After the heat treatment, the sample should be cooled rapidly to 55 °C.
Disinfect the Stomacher bag with 70 % ethanol and transfer the sample into a sterile bottle. Add an equal volume of hand warm double strength Malt Extract Agar to the sample. If heat resistant bacteria (Bacillus spp.) are expected, it is also necessary to add the antibiotic chloramphenicol to a final concentration of 100 mg per litre.
Mix thoroughly and disperse the entire sample over 150 mm Petri dishes. The mixing and pouring of the Petri dishes should be done in a laminar flow cabinet to prevent contamination from the air.

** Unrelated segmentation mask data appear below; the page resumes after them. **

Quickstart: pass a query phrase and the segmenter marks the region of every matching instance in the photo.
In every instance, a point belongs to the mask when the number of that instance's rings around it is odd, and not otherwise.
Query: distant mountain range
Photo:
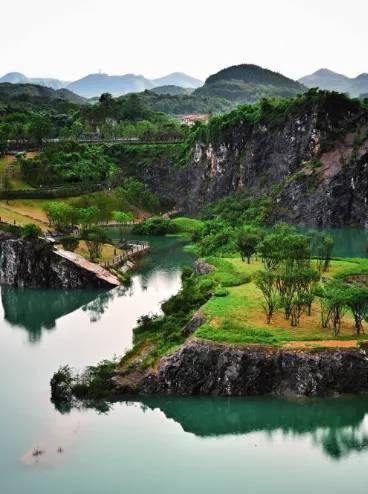
[[[9,72],[0,77],[0,83],[9,82],[11,84],[37,84],[39,86],[50,87],[52,89],[63,89],[67,87],[68,82],[59,81],[49,77],[27,77],[20,72]]]
[[[319,87],[329,91],[349,93],[355,97],[368,93],[368,74],[364,73],[357,77],[347,77],[332,70],[320,69],[301,77],[299,82],[308,88]]]
[[[306,87],[288,77],[258,65],[242,64],[220,70],[207,78],[191,94],[176,86],[164,86],[142,92],[147,106],[173,115],[187,113],[224,113],[240,103],[254,103],[262,97],[292,97]]]
[[[38,84],[52,89],[69,89],[73,93],[85,98],[100,96],[102,93],[111,93],[120,96],[127,93],[137,93],[158,86],[179,86],[195,89],[203,84],[202,81],[182,72],[173,72],[158,79],[147,79],[142,75],[108,75],[88,74],[73,82],[58,79],[27,77],[20,72],[10,72],[0,78],[0,83],[11,84]]]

Place the Petri dishes in an upright position in the incubator and incubate for at least 14 days at 28–30 °C. The plates should be examined for fungal growth after 7 and 14 days and visible colonies are usually seen after 7 days of incubation. If fungal growth is present, then isolations on Oatmeal agar should be made.


FILTRATION METHOD
Samples that can be filtered can be analysed using this method, as well as the rinse from PET bottles and other packaging. The filtration method includes the following steps:
Take at least two samples of 50 g each after vigorously shaking and add the samples to two bottles containing 100 mL sterile 0.1% aqueous peptone buffer; mix well to dissolve.
Filter both samples sequentially through the same sterile 0.45 µm membrane filter and rinse the interior of the funnel three times with 20–30 ml of sterile diluent.
Aseptically transfer the filter in a small sterile sample bag with 10 mL of sterile diluent. The filters are analysed as described above (under Petri dish method) following step 3 onwards.